Maar hoewel deze sterren allemaal even oud zijn, hebben ze niet allemaal het oogverblindende uiterlijk van sterren in hun kinderschoenen. Sommigen zien er positief ouder uit. De reden is simpel: sterren van verschillende grootte evolueren met verschillende snelheden. Meer zware sterren versnellen hun evolutie en sterven snel af, terwijl minder zware sterren tientallen miljarden jaren kunnen leven.

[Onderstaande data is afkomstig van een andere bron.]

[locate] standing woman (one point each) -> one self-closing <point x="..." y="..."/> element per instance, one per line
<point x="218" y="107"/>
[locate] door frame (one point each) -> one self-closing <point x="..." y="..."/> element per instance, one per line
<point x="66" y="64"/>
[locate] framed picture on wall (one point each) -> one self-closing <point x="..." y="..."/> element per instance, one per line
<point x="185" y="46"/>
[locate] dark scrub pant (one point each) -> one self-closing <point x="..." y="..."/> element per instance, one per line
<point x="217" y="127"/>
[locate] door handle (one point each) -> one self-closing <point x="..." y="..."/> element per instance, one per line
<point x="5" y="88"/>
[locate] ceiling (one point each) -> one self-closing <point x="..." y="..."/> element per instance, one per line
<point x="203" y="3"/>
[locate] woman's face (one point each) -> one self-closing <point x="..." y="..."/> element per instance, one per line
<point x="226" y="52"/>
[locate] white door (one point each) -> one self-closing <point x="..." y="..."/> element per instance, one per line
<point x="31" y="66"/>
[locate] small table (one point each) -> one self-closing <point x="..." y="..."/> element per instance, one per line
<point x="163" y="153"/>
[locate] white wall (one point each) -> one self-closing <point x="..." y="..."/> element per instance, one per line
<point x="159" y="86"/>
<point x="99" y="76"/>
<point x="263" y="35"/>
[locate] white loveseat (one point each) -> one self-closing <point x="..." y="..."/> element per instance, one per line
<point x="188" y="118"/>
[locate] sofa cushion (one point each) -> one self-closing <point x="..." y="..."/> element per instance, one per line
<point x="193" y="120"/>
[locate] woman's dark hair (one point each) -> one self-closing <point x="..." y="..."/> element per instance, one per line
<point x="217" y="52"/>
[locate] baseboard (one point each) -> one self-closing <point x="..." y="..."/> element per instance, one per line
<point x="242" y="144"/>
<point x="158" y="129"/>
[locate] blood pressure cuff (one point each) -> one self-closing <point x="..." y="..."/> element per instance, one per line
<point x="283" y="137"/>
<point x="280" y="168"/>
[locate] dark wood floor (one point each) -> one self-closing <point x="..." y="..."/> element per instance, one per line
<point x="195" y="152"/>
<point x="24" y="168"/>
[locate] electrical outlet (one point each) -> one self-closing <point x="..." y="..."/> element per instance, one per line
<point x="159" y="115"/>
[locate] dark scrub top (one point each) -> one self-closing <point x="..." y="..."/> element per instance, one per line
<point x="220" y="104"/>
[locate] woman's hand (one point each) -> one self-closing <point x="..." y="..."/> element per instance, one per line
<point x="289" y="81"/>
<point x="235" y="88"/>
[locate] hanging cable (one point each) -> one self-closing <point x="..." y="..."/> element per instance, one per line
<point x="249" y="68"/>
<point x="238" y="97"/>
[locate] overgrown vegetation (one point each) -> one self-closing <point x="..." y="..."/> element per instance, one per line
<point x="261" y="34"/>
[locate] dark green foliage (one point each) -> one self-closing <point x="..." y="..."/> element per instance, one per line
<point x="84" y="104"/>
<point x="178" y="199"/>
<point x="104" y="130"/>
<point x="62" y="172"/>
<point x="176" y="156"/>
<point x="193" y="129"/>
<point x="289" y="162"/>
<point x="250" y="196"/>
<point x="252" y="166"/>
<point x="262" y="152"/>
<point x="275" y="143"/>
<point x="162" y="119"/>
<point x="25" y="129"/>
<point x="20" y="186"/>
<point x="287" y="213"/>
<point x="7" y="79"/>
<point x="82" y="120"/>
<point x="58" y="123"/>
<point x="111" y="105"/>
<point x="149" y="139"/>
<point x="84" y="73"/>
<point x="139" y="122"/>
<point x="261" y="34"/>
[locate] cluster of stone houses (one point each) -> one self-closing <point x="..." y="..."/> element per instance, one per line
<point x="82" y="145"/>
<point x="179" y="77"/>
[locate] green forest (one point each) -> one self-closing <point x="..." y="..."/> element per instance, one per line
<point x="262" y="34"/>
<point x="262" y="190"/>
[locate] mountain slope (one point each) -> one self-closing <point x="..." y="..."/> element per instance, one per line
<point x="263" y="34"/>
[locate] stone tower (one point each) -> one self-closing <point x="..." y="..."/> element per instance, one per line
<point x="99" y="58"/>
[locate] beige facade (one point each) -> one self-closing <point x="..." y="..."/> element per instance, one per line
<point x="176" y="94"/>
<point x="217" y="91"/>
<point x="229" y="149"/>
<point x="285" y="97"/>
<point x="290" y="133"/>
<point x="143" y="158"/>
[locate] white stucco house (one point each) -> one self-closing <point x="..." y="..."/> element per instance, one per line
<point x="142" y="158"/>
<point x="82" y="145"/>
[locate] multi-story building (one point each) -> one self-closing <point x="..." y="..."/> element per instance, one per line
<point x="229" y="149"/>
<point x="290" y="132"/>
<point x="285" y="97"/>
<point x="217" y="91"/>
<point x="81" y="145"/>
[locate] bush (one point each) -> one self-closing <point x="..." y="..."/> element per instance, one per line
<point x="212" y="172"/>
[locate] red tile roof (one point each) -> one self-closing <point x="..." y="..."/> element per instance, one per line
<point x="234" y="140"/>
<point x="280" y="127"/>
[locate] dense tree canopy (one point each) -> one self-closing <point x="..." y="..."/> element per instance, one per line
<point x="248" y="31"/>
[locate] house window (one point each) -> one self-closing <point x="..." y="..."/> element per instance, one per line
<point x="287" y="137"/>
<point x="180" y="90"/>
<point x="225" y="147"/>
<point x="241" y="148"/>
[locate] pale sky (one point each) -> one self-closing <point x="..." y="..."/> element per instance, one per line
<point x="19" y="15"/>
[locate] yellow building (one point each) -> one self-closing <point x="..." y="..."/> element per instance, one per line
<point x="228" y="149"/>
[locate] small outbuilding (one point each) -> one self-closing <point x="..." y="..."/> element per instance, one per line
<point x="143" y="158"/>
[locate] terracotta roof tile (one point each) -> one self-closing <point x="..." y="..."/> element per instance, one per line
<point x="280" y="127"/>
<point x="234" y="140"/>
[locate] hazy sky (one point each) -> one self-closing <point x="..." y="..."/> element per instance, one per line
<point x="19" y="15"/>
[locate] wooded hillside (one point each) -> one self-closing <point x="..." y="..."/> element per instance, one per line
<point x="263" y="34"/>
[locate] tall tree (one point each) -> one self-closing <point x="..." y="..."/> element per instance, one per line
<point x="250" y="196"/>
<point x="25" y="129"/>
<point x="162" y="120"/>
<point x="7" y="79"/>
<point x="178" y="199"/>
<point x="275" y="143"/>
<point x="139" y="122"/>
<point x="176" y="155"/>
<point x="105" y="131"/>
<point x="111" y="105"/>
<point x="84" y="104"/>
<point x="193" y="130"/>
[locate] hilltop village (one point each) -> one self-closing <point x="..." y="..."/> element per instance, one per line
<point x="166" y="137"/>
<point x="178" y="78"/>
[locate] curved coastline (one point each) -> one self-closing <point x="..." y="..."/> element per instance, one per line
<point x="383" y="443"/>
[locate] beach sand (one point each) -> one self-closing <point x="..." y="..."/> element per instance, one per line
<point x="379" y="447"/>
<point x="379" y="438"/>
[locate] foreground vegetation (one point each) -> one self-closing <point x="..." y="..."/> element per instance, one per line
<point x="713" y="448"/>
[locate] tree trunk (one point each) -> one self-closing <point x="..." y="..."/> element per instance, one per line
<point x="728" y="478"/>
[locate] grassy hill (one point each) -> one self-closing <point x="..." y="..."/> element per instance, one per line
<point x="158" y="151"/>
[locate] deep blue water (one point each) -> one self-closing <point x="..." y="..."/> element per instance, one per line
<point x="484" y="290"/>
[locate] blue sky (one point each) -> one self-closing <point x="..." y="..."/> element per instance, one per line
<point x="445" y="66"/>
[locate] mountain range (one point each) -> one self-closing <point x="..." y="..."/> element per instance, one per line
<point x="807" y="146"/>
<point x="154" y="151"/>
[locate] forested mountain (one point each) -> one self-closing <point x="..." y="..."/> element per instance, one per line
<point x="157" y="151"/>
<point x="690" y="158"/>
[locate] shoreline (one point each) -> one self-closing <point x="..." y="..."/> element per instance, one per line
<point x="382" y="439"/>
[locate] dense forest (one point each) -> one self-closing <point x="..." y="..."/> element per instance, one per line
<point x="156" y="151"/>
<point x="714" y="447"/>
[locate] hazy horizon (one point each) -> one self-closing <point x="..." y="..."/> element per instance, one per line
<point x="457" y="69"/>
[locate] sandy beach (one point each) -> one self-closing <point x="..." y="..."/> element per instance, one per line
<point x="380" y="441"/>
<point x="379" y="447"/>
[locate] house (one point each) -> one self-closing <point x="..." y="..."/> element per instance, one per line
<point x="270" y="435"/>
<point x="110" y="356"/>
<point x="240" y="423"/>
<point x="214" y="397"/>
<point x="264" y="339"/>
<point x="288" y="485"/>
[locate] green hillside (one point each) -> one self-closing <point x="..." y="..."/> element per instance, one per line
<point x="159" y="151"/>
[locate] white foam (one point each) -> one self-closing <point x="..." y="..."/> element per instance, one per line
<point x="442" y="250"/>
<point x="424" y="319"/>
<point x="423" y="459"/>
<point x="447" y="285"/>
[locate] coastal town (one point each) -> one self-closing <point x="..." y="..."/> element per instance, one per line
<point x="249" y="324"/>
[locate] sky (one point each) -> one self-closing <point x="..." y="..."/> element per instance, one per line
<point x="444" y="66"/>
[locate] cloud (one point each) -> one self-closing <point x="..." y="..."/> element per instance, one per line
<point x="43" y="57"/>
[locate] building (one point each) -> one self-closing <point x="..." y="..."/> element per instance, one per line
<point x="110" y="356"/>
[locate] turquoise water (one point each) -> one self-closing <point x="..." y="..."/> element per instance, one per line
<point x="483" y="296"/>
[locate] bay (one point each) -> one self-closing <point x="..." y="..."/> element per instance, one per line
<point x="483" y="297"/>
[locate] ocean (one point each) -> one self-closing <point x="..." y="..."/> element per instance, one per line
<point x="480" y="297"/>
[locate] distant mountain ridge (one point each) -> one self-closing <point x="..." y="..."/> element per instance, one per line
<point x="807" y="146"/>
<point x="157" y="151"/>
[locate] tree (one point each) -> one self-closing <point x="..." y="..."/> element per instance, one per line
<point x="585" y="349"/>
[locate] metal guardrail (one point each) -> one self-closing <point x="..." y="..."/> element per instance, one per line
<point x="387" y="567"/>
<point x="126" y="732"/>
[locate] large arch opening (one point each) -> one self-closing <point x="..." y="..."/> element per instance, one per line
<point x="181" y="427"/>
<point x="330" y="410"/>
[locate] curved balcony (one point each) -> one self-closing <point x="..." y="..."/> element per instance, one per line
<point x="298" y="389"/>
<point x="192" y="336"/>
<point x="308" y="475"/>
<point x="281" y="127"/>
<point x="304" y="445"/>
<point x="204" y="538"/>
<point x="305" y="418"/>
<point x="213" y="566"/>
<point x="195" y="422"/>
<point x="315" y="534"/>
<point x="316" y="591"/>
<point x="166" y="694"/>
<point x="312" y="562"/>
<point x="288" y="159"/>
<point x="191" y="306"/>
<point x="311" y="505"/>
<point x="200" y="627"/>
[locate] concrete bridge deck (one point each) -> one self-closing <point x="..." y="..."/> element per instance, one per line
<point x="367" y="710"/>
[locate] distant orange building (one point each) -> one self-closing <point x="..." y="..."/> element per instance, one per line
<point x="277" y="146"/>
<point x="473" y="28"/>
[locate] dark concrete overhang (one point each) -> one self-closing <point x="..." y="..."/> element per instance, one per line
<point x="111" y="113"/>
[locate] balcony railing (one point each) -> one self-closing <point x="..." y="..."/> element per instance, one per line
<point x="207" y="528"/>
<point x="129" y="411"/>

Neem de feloranje ster rechtsonder in het cluster. Sterren halen hun energie aanvankelijk uit het verbranden van waterstof tot helium diep in hun kernen. Maar deze ster had sneller geen waterstofbrandstof dan zijn buren en evolueerde snel naar een koele en heldere, gigantische ster met een samengetrokken kern maar een uitgebreide atmosfeer.
Het is nu een coole, rode reus, in een nieuw stadium van evolutie, terwijl zijn buren hete, jonge sterren blijven.
Uiteindelijk zal de ster onder zijn eigen zwaartekracht instorten, zijn buitenste lagen in een supernova-explosie afwerpen en een neutronenster of een zwart gat achterlaten. De peperige schokgolven zullen waarschijnlijk verdere stervorming in het steeds veranderende laboratorium in gang zetten.